Le 19/02/1932, un écrit (feuille volante aux AD55) du conseil municipal nous apprend que la levée n'est toujours pas faite.
"M. le président lit la proposition du service vicinal en ce qui concerne la construction d'une chaussée insubmersible à Pouilly. Après examen de ces propositions, tant du coté financier que du coté technique, le conseil émet les conclusions suivantes :
1- La commune accepte de participer financièrement à ce projet jusqu'à concurrence de 50 000 francs. Somme qui ne pourra être dépassée.
2 - De l'expérience des diverses crues, il semble qu'un ouvrage de décharge de 90 mètres est superflu. Trois ouvrages(un à chaque extrémité et un au centre) d'environ 5 mètres seraient suffisant et réduiraient les dépenses permettant d'établir 2 voies charretières. De même de part et d'autre et à chaque extremité, il serait nécessaire d'établir une sortie sur la prairie obliquement par rapport à la levée"
Le conseil du 27/02/1932 accepte les plans et devis de la levée insubmersible. 49 000 Fr sont votés et seront financés par un emprunt.

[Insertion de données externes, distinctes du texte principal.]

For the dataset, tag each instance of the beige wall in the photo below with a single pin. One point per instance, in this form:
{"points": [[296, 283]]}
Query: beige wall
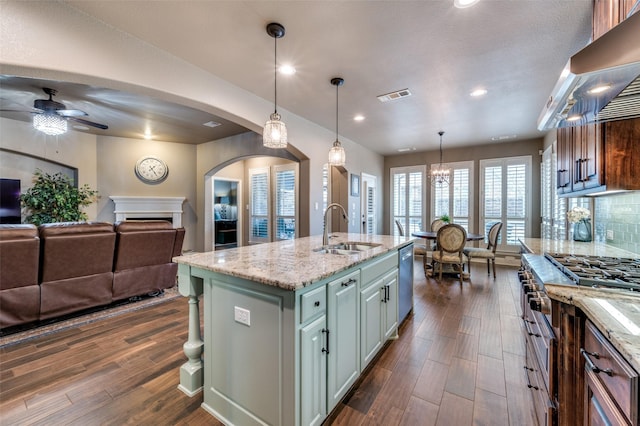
{"points": [[75, 150], [475, 153], [115, 170], [119, 61]]}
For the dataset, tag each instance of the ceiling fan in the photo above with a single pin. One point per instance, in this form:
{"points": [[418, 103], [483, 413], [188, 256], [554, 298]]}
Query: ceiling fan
{"points": [[51, 116]]}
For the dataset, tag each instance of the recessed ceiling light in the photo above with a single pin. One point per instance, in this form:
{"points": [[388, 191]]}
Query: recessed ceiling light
{"points": [[599, 89], [398, 94], [503, 137], [478, 92], [287, 69], [461, 4]]}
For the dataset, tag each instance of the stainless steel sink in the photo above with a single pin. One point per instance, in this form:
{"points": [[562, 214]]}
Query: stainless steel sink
{"points": [[350, 247]]}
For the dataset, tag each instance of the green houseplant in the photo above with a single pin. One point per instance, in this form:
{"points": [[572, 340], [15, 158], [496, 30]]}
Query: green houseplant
{"points": [[54, 198]]}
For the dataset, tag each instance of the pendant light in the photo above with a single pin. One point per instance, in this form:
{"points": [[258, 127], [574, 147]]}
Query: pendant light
{"points": [[275, 131], [337, 156], [440, 175]]}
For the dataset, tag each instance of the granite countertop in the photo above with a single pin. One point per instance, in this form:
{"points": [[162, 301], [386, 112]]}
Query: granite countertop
{"points": [[291, 264], [543, 245], [616, 313]]}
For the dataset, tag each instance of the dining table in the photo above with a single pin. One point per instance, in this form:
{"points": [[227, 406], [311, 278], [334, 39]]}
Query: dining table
{"points": [[433, 235]]}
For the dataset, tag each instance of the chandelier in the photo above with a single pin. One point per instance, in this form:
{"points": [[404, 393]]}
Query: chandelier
{"points": [[50, 124], [440, 175], [337, 156], [274, 134]]}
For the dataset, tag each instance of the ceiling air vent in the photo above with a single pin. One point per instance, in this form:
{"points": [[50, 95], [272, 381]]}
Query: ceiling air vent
{"points": [[394, 95]]}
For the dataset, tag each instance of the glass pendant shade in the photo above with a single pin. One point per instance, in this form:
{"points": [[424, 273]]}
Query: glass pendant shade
{"points": [[337, 155], [50, 124], [275, 132], [440, 175]]}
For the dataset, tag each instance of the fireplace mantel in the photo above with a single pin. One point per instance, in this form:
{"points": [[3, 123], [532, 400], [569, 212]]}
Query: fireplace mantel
{"points": [[132, 207]]}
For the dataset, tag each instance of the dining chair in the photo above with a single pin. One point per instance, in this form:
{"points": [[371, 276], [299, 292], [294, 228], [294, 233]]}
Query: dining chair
{"points": [[488, 253], [419, 249], [450, 242]]}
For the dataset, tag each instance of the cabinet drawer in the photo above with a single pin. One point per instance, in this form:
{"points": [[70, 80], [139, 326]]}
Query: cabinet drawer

Pour la petite histoire, voici un courrier d'Yvonne Luperne-Berthelemy (1909-2001) du 07/01/1991 :

"Les débordements de la Meuse m'ont fait penser aux inondations d'autrefois où, avec le pépère, nous allions en charrette à chevaux, en traversant la prairie inondée où l'eau arrivait jusqu'au ventre des chevaux, chercher les sacs de courrier à la gare. Le courant était très fort, les chevaux, de solides percherons, avaient besoin de toute leurs forces pour ne pas se laisser entrainer, et nous avec.
quelques arbres existaient le longe du chemin qui permettaient de se guider et de rester sur la route empierrée. C'était la période héroïque..."
Lettre communiquée par Anne Marie Guichard.
Le "pépère" était Alibé Adolphe Berthelemy, (1859-1937) facteur receveur à Pouilly.